Ibu Allan hanya melihat saja percakapan dari pastor dan Allan dari kaca jendala rumahnya dengan perasaan yang cemas.
***
Sekarang Allan menjadi rajin ke gereja. Ia sangat disenangi oleh teman-temannya karena ia baik dan jujur. Ibunya sendiri juga sangat bangga kepada Allan karena Allan sudah menjadi lebih baik dan berkembang. Sekarang Allan sedang menghadapi ujian nasional ia dapat melewatinya dengan baik dan dibekali oleh nilai yang memuaskan hingga mendapat nilai tertinggi disekolahnya.
“Bu hasil ujianku adalah yang tertinggi disekolahku,” teriak Allan dari pintu rumahnya mengejutkan ibunya yang sedang memasak.

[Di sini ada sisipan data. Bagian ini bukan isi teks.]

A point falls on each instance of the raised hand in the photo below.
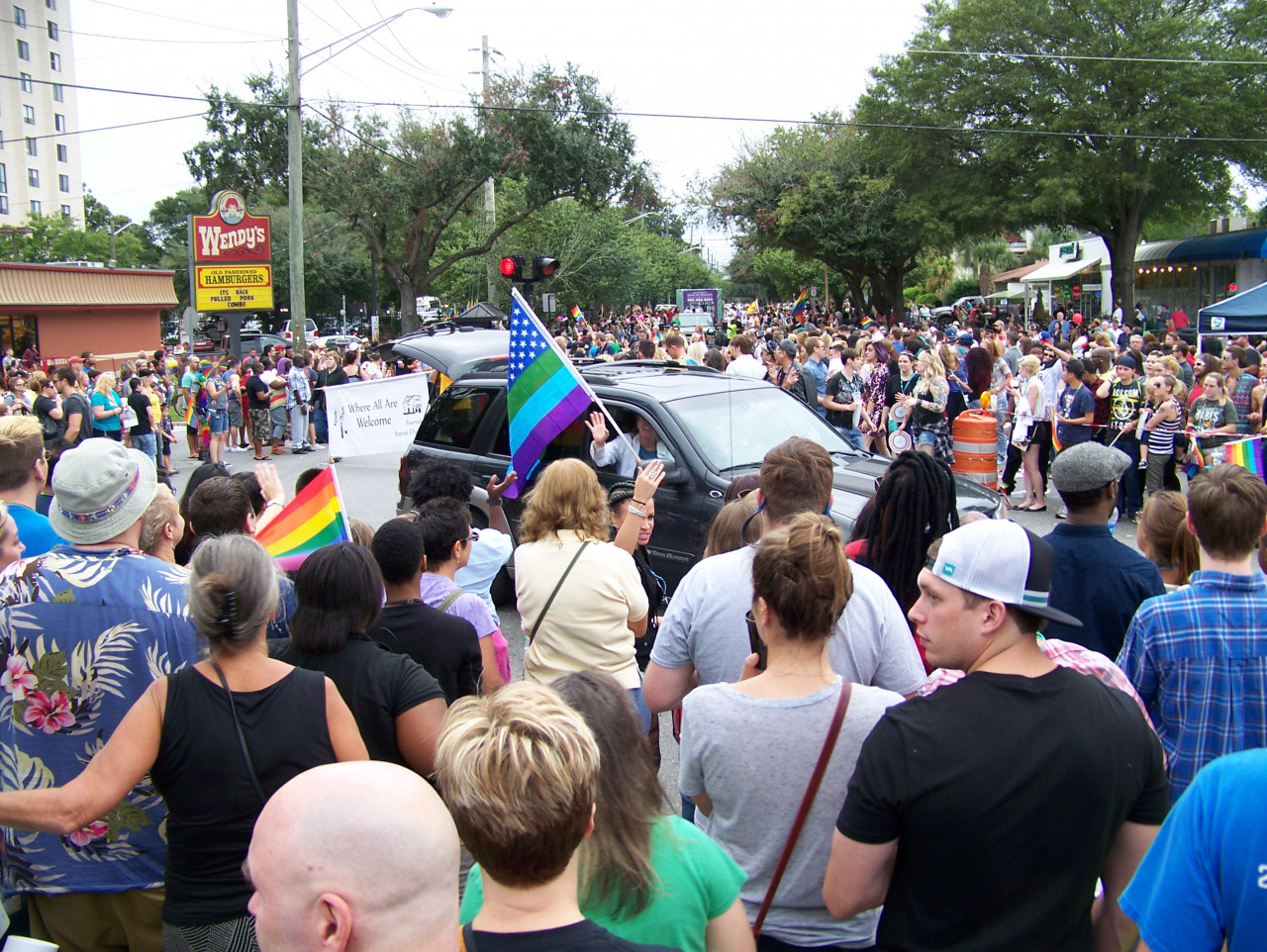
(597, 425)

“Benarkah Lan?” tanya ibunya dengan tersenyum lebar.
“Iya bu, dan aku ingin meminta izin kepada ibu apakah boleh aku daftar ke Seminari lagi? Karena aku merasa masih ada panggilan dalam diriku ini, setelah aku berhasil melewati semuanya ini dengan baik bu.”

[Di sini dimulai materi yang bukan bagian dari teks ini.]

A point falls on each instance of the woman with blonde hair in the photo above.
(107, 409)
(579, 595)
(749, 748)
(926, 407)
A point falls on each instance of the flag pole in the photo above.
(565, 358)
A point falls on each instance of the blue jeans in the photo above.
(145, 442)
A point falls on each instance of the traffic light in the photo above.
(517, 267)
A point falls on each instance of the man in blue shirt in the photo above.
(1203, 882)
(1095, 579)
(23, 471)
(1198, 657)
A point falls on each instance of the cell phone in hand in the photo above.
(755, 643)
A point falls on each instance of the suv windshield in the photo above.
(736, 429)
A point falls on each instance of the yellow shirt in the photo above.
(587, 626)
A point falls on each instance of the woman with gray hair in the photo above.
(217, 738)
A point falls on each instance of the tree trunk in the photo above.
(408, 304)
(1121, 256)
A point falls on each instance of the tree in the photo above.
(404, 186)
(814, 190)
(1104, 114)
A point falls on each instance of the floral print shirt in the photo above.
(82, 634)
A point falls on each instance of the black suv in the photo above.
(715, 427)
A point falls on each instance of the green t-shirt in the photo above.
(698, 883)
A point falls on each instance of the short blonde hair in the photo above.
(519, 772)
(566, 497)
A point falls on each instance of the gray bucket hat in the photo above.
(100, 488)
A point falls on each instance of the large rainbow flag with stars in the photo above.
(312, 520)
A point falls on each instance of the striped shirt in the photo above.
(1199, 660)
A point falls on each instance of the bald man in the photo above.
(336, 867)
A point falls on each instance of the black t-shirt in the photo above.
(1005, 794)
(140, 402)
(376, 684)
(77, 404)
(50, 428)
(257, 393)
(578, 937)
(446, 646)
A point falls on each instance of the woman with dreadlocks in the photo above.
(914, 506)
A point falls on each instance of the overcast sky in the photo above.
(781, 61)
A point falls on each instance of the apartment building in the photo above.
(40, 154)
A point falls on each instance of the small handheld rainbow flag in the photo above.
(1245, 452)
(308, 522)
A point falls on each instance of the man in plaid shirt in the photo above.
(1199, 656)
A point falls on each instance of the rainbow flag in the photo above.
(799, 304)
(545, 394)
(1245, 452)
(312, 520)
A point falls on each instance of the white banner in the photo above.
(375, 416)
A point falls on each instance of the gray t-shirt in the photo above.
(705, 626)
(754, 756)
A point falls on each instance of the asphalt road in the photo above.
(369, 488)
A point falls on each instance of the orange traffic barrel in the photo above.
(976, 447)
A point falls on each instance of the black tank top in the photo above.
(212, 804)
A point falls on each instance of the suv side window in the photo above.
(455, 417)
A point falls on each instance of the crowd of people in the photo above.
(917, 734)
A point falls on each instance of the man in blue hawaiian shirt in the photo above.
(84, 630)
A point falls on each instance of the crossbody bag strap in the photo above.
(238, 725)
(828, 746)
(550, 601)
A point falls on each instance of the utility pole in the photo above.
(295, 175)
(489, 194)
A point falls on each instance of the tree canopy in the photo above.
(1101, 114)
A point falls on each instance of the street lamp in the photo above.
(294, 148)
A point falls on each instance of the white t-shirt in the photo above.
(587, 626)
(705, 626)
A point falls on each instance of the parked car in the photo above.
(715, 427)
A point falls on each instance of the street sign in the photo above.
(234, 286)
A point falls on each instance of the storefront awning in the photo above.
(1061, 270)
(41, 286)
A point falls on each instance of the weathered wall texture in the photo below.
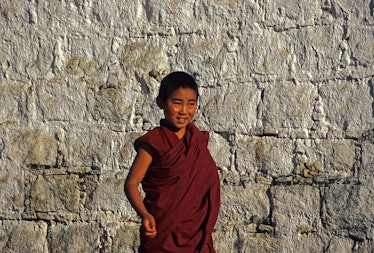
(287, 94)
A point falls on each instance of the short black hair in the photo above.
(174, 81)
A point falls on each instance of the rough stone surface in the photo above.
(287, 93)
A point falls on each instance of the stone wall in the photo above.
(286, 92)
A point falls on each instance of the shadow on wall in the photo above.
(371, 85)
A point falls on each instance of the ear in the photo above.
(160, 103)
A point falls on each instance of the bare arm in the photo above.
(137, 171)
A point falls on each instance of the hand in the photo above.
(149, 226)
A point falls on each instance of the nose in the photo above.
(183, 109)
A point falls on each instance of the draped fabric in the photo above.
(182, 191)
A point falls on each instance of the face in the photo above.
(179, 109)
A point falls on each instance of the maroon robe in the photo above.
(182, 191)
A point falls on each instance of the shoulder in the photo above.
(148, 138)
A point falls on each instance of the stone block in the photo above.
(93, 146)
(231, 107)
(75, 237)
(263, 243)
(249, 204)
(361, 45)
(32, 147)
(266, 156)
(220, 151)
(287, 14)
(107, 195)
(348, 106)
(114, 105)
(23, 236)
(14, 102)
(55, 195)
(287, 105)
(12, 191)
(61, 99)
(330, 158)
(341, 245)
(300, 218)
(367, 169)
(349, 207)
(125, 238)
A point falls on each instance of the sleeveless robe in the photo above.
(182, 191)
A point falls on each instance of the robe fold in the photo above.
(182, 191)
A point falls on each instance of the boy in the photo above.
(178, 176)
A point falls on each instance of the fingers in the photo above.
(149, 225)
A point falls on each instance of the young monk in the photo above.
(178, 176)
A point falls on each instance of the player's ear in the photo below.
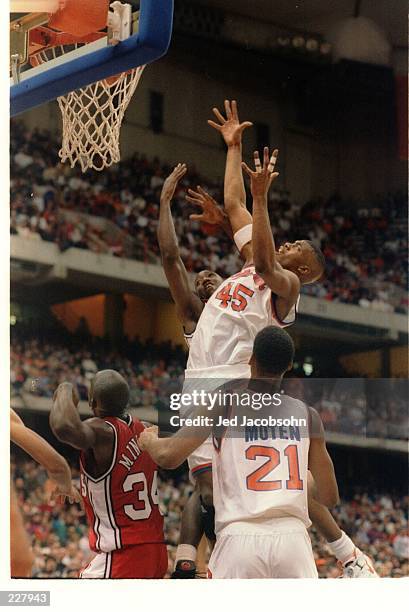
(303, 270)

“benarkah itu Lan? Ibu sangat senang mendengarnya urusan biaya tidak perlu kamu hiraukan. Asal kan kamu sungguh-sungguh untuk kali ini.” Jawab ibunya dengan semangat. Ibunya sangat senang mendengar Allan ingin masuk Seminari lagi karena ibu Allan sangat ingin anaknya menjadi seorang pastor.
“Tapi, bukannya uang tabungan ibu sudah habis untuk biaya pindahku dulu?” Tanya Allan dengan lembut.
“Tenang, ibu masih mempunyai emas peninggalan ayahmu dulu yang dapat ibu jual. Sudah pokoknya kamu tidak perlu khawatir.”    
“Baiklah bu, aku tidak akan jatuh kedalam kesalahan yang sama lagi.” Jawab Allan dengan semangat.
***
Setelah menempuh pendidikan di Seminari. Allan sekarang sudah menjadi seorang frater, ia hanya tinggal menunggu waktu setahun lagi untuk ditahbiskan menjadi seorang pastor. Namun ia mendapat kabar buruk dari pastor parokinya bahwa ibunya telah meninggal dan telah dimakamkan. Mendengar hal itu Allan menjadi sangat sedih karena ia telah kehilangan orang yang paling ia sayangi yang telah mendukungnya sampai saat ini dan ia tidak dapat melihatnya untuk terakhir kalinya. Ia berpikir bahwa ia sudah sampai sejauh ini karena ia ingin menjadi pastor dan membahagiakan ibunya tapi sekarang ibunya sudah tiada dan ia ingin memutuskan untuk keluar dari Seminari. Tapi ia juga berpikir bahwa pengorbanan ibunya dulu akan sia-sia saja dan jika ia keluar ia juga tidak akan bertemu ibunya. Jadi, Allan memutuskan untuk tetap lanjut dan ia yakin bahwa ibunya pasti akan bahagia juga di surga karena mengetahui pengorbanannya yang tidak sia-sia.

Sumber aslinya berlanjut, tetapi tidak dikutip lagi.